Digest::ssdeep(3pm) | User Contributed Perl Documentation | Digest::ssdeep(3pm) |
Digest::ssdeep - Pure Perl ssdeep (CTPH) fuzzy hashing
This document describes Digest::ssdeep version 0.9.0
use Digest::ssdeep qw/ssdeep_hash ssdeep_hash_file/; $hash = ssdeep_hash( $string ); # or in array context: @hash = ssdeep_hash( $string ); $hash = ssdeep_hash_file( "data.txt" ); @details = ssdeep_dump_last(); use Digest::ssdeep qw/ssdeep_compare/; $match = ssdeep_compare( $hashA, $hashB ); $match = ssdeep_compare( \@hashA, \@hashB );
This module provides simple implementation of ssdeep fuzzy hashing also known as Context Triggered Piecewise Hashing (CTPH).
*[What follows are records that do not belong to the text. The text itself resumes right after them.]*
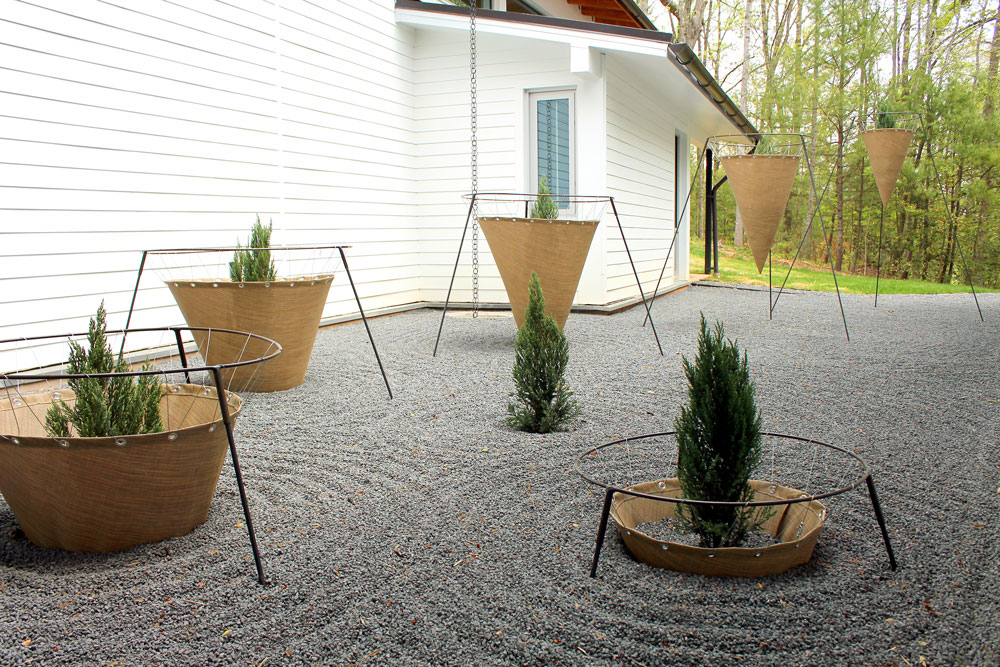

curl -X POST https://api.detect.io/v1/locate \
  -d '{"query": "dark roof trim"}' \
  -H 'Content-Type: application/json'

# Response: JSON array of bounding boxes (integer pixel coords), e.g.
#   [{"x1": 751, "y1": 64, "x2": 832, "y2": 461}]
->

Please, refer to Jesse Kornblum's paper for a detailed discussion ("SEE ALSO").
To calculate the CTPH we should choose a maximum signature length. Then divide the file in as many chunks as this length. Calculate a hash or checksum for each chunk and map it to a character. The fuzzy hashing is the concatenation of all the characters.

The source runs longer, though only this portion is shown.